In the Middle Ages and Renaissance, whale oil boosted European economies when Europeans began to use whale oil–the secretion of the blubber of right and bowhead whales, and of the head cavity of sperm whales–as fuel for oil lamps. Americans also relied on whale oil to light their lamps. They also used whale bones as the structure for corsets and hoop skirts. However, the dependability of fossil fuels like kerosene and petroleum eventually crushed the whale oil industry.

The United States is guilty of excessive whale hunting, especially in the 19th century. The whaling industry contributed millions of dollars to the US economy, and the harpoon-armed American whaling fleet invaded Arctic and Antarctic waters in search of these precious mammals. According to some scientists, more whales were killed in the early 20th century than in the four centuries prior. The United States banned whaling in 1971 after listing eight whales on the endangered species list.

The International Whaling Commission (IWC), comprised of 88 countries worldwide and deposited in the United States, demanded a suspension of commercial whaling in 1982. Norway and Japan voted against the policy, and today these two countries still hunt certain whales for meat and research.

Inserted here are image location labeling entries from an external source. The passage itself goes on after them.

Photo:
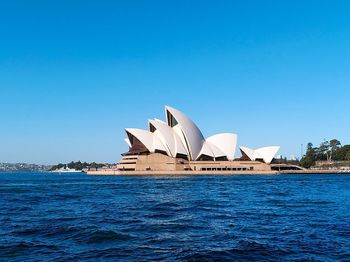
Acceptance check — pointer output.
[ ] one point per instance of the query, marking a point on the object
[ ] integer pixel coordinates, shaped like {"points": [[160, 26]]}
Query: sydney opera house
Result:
{"points": [[177, 144]]}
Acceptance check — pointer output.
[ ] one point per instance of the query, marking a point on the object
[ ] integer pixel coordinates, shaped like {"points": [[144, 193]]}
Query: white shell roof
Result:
{"points": [[191, 134], [265, 153], [226, 142], [185, 138]]}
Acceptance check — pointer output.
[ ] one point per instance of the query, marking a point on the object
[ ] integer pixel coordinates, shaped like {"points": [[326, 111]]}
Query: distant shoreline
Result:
{"points": [[216, 173]]}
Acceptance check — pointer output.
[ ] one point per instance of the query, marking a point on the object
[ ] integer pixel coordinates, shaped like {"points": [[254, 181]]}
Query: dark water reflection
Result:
{"points": [[210, 218]]}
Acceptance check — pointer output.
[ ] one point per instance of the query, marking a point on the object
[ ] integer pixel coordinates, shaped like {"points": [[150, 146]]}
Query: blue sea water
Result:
{"points": [[47, 217]]}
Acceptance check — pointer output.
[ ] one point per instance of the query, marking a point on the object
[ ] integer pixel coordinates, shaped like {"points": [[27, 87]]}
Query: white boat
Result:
{"points": [[65, 170]]}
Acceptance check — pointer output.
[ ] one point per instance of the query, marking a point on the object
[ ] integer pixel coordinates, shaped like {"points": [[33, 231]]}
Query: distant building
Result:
{"points": [[177, 144]]}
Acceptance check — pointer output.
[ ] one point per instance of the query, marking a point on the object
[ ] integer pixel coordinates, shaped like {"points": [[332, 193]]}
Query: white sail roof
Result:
{"points": [[187, 130], [265, 153], [226, 142], [179, 135]]}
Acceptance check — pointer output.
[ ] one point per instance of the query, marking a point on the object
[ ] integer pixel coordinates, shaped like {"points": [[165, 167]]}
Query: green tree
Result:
{"points": [[310, 157], [334, 145]]}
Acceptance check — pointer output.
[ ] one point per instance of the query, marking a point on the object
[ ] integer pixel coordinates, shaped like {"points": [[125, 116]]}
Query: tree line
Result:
{"points": [[331, 150]]}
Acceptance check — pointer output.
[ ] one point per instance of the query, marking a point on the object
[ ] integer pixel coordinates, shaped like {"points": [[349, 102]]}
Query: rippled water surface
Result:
{"points": [[211, 218]]}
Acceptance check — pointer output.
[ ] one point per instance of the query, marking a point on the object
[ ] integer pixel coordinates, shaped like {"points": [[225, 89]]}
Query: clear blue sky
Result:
{"points": [[74, 74]]}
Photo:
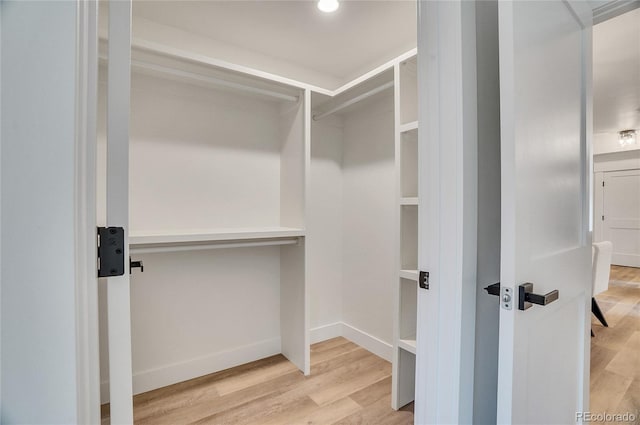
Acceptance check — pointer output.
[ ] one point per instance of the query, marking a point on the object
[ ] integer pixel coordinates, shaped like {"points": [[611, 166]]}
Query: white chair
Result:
{"points": [[601, 256]]}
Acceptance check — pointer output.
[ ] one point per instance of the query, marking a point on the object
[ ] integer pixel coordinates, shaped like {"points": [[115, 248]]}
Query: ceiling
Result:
{"points": [[341, 46], [616, 73]]}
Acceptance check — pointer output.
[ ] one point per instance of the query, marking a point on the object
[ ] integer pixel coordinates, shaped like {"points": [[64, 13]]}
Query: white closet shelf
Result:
{"points": [[411, 200], [213, 238], [408, 344], [409, 274], [410, 126]]}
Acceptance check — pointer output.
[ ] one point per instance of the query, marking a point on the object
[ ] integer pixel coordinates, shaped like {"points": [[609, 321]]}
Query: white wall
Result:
{"points": [[324, 228], [200, 159], [38, 360], [351, 226], [369, 222]]}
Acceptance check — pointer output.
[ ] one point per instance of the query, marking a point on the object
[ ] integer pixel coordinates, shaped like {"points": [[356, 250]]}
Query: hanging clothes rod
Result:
{"points": [[211, 80], [353, 101], [202, 247]]}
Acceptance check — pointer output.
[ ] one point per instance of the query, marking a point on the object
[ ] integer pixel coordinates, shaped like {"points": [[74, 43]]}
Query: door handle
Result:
{"points": [[135, 264], [526, 297]]}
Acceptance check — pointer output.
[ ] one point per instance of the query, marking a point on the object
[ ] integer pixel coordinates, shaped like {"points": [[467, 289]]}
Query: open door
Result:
{"points": [[545, 62], [117, 179]]}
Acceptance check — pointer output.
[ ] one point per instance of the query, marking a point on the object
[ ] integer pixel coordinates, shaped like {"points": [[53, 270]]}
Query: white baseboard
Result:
{"points": [[367, 341], [171, 374], [353, 334], [325, 332]]}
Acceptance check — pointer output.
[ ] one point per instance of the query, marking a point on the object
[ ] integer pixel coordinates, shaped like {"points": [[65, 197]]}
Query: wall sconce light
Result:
{"points": [[627, 138], [328, 6]]}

Whale Conservation in the US and Europe Today

Today, whales number approximately 1.3 million, and conservation efforts to return them to their 4-5 million pre-whaling population could significantly reduce the greenhouse effect by lowering atmospheric carbon dioxide. That could increase phytoplankton activity by at least one percent, stimulating hundreds of millions of tons of CO2 absorption. Whales typically live over 60 years, and a substantial population increase would have immediate and long-lasting benefits.

Whales are killed monthly after getting tangled in fishing nets, consuming ocean plastic, and suffering from ship strikes and noise pollution, although commercial whaling has been significantly reduced. Reviving their populations requires leveraging economic incentives equal to their economic carbon capture values.